Exploring with little sleep
Following an overnight coach journey from Sarajevo, we arrived around 6am into Belgrade bus station. Not surprisingly, there was no shops or cafes open that myself and 2 other backpackers from the coach journey could relax in before checking in to our hostels. More surprisingly, is that we saw a few people ending their nights out and heading home!
So after we shared coffees, we headed to our hostels to drop our backpacks off, and I had brunch at Denada Bistro & Cafe before heading out to explore the city. Tbh, just like most places I visit these days, I did not arrive with any expectations, but from walking the streets, I was initially super impressed. The residential streets near my hostel were tree lined and I walked past a café or bar nearly every minute.
What to do in Belgrade
Walk along Danube & Sava Rivers
After the Thames, the Danube is probably my favourite river in Europe, maybe because I have crossed paths with it many times along my travels now. There are a few bridges across Sava including Brankov Bridge which connects New Belgrade with the rest of the city.
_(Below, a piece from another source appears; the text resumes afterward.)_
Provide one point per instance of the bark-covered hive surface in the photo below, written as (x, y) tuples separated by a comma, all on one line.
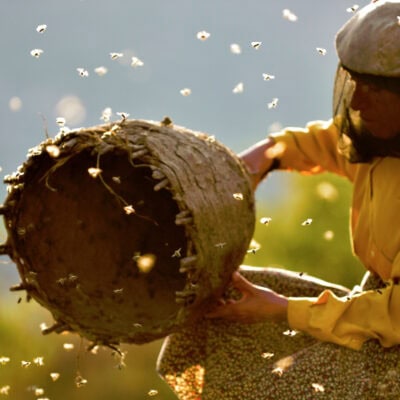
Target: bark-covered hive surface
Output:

A few restaurants are located along the river including Ambar and Catine de Frida. There are many joggers and cyclists who were using this path in the morning.
This is the centre of the city, and has some mediocre overpriced cafes surrounding it, it is also where most of the walking tours start. The national theatre and national museum are also located here.
You will find the main shopping streets here, which are pedestrianised.
Romans started building here from the 2nd Century, and is a must see visit during your trip to Belgrade. The fortress complex is pretty big, and the views over the city and rivers are beautiful. There are a few museums dotted around the fortress such as the Roman Well and casemates. Kalemegdan Park is also located here, which is a great place to relax and view the rivers.
Tip : visit twice – during the day (early morning is best, as it can get pretty busy later during the day) and during sunset.
Saint Sava Church
The exquisite detail on the ceiling and walls of this orthodox church was breath taking and is one of the Orthodox Church in the world.
Make sure to visit the crypt, which was unfortunately closed during my visit due to a wedding.
Yugoslav Ministry of Defence building
The site of the former Ministry of Defence, which was bombed by NATO in 1999 (super recent). I think it is a wise decision for the country to not knock down / rebuild these buildings, as it stands a a reminder for the recent history Serbia has been through.
During the weekends and even during the weekdays, it seems that every night is a Friday in Belgrade. Even on a Sunday, the bars and clubs were packed up until 3am and beyond…
In summer the boats along the Sava are turned into nightclubs, each with a specific genre of music, and the best part is that they are open, meaning fresh air and views of Belgrade. The river boat clubs are called ‘splavovi’ and I think every city should have these.
Also when in Serbia, you have to try Rakia, which can contain up to 70% alcohol.
A nice area to walk around in, with some people comparing it to Montmartre in Paris. It is a relatively short street but offers a few restaurants and cafes.
Burek – a trip to a Balkan nation isn’t complete without trying some burek. It makes a perfect snack or breakfast and is filo pastry filled with meat, potato or cheese. Bobe sells good burek
Baklava – Balkan Baklava was the last stop on my trip before heading home, so I could bring boxes of the sweet stuff back to London. There is a large choice of baklava, and you may even get a little treat before leaving the store!
Pekara Trpković – Slavija – Popped into this bakery after a visit to the Church. They sell burek and sweet pastries. Be prepared for a little wait, as it is popular
Manufaktura Restaurant Belgrade specialises in local cuisine, with good size portions.
And if you are not in the mood for Serbian cuisine, Trattoria Campania serves really nice Italian food (had a great aperol, pasta and tiramisu here). La Taqueria is a good spot for tacos
My visit to Serbia means I have 5 more countries left out of the 47 to visit in Europe.